The monsoon has receded, and North India is bracing for a smoggy winter. And with that the feverish focus on crop stubble burning has returned to India’s public discourse. Like each year, discussions have begun on how bad this year’s stubble burning season will likely be and what potential ad hoc techno-fixes could solve the issue — in the short term.
A problem that is historic
We will soon read in-depth analyses of satellite image-derived counts of the number of fires observed on each day, and source apportionment studies that determine the exact contribution of stubble burning to poor air quality. The purportedly apathetic farmer who cares little about the well-being of Delhi’s urban citizenry will be held to a high standard of environmental stewardship, and the inevitable political mudslinging will follow soon. However, this heated public discourse adopts an unhelpful adversarial frame to a complex challenge. The problem is a historic one that cannot be fixed with short-term, unsustainable solutions.
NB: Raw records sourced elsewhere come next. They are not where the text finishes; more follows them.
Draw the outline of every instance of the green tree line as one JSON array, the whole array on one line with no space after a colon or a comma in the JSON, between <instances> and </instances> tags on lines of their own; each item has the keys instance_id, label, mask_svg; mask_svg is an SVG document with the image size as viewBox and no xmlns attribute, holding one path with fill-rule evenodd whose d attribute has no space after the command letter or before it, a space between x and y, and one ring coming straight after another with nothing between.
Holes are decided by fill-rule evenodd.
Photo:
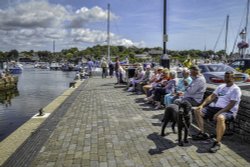
<instances>
[{"instance_id":1,"label":"green tree line","mask_svg":"<svg viewBox=\"0 0 250 167\"><path fill-rule=\"evenodd\" d=\"M70 49L63 49L60 52L52 53L50 51L37 51L34 52L33 50L30 51L23 51L20 52L22 55L25 55L25 58L32 59L32 57L36 54L39 57L39 61L51 62L51 61L69 61L69 62L77 62L82 58L91 58L93 60L100 60L103 56L107 56L107 45L96 45L93 47L88 47L84 50L79 50L78 48L70 48ZM150 50L162 51L161 47L154 47L154 48L137 48L133 47L125 47L125 46L110 46L110 55L112 60L114 61L115 57L120 57L121 60L124 60L126 57L129 58L131 63L134 62L142 62L146 61L145 59L137 58L136 54L144 54L148 53ZM10 50L9 52L2 52L0 51L0 61L18 61L20 57L20 53L17 50ZM187 56L191 57L192 59L199 59L199 58L209 58L210 55L218 55L221 56L228 56L226 55L224 50L220 50L218 52L214 52L212 50L208 51L201 51L201 50L167 50L167 54L170 55L171 59L179 60L183 62ZM159 62L161 55L154 55L153 61Z\"/></svg>"}]
</instances>

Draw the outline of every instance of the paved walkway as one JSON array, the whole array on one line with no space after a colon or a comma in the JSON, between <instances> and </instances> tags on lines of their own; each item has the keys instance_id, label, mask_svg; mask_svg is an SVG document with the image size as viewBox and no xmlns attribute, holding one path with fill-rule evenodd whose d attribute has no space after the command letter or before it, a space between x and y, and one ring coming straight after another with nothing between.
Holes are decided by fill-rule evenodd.
<instances>
[{"instance_id":1,"label":"paved walkway","mask_svg":"<svg viewBox=\"0 0 250 167\"><path fill-rule=\"evenodd\" d=\"M3 166L250 165L250 146L233 137L225 137L215 154L207 153L212 141L190 139L179 147L176 134L160 137L164 111L144 104L144 95L114 88L114 83L115 79L85 81Z\"/></svg>"}]
</instances>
The root cause of stubble burning can be traced back to the 1960s-70s, when to meet the urgent challenge of feeding its rapidly growing population, India introduced several measures as part of its Green Revolution. The Green Revolution transformed the way agriculture was practised, especially in Punjab and Haryana. The economics of high-yielding varieties of paddy and wheat, supported by a guaranteed buyer (the government) and minimum support prices led to a crop duopoly oriented solely around increasing caloric intakes, supplanting the earlier diversity of crops grown in the region.
Further policy moves in subsequent decades, which included the introduction of subsidies for electricity and fertilizers, and ease of access for credit in agriculture only served to cement this duopoly. But this transition to a two-crop agricultural praxis, while filling godowns and feeding mouths, has been depleting the water table, increasing pesticide and fertilizer use exponentially. It has also led to the consolidation of small farms into larger landholdings.
In an attempt to address the growing water crisis, the Punjab and Haryana governments introduced laws around water conservation, encouraging farmers to look to the monsoon rather than groundwater to irrigate their crops. The shortened harvesting season that arose resulting from a not clearly thought-out policy move brought about the need for farmers to rapidly clear their fields between the kharif and rabi crops; the quickest of these ways was to burn off the remaining stubble post-harvest.
The repercussion of stubble burning is felt all through the Indo-Gangetic Plain (IGP) airshed, where what is burned in Punjab and Haryana has an impact on air quality all the way down to Bihar and West Bengal. With studies showing a large contribution of stubble burning emissions on winter air quality in the National Capital Region, the demand for governments to act on this seemingly avoidable practice translated initially into a criminalisation of the act.
No significant improvement
More recently, however, with concerted focus on the subject, a series of short-term ex-situ and in-situ solutions have been rolled out by the Union and State governments. In-situ solutions include happy seeders and bio-decomposers, while the ex-situ solutions include collecting and using stubble as fuel in boilers, to produce ethanol, or to simply burn away alongside coal in thermal power plants. Economic incentives to reduce burning have also been tested with limited success. With crores invested in these solutions over the last five years, we have yet to see any significant improvement in the situation.
Meaningful steps that are needed
Driven largely by short-term thinking, these techno-fixes or alternative uses work at the margins, without addressing the root cause. As pointed out in a recent article, the entire value-chain of agriculture in the region needs to change if air quality, water, nutrition, and climate goals are to be addressed. In practical terms, this means substantially reducing the amount of paddy being grown in the region and replacing it with other crops that are equally high-yielding, in-demand, and agro-ecologically suitable such as cotton, maize, pulses and oil seeds. It will also require building trust with farmers to ensure they are seen as partners (rather than perpetrators) and providing them the financial support necessary.
At a policy level, it also requires recognising that agriculture, nutrition, water, the environment, and the economy are all deeply intertwined in the era of the Anthropocene. One cannot be addressed in a silo without having second and third order effects on the other. Therefore, taking the long view on this would also mean establishing a mechanism for intersectoral policymaking that aligns our goals for sectoral policy within the broad frame of sustainable development we wish to follow.
A transition at this scale has not been witnessed since the Green Revolution, but it is what is required if we are to address stubble burning in the long run. Fostering the conditions necessary for such a transition is complex. Whether our institutions have the right mix of political will and professional skill to do so remains to be seen.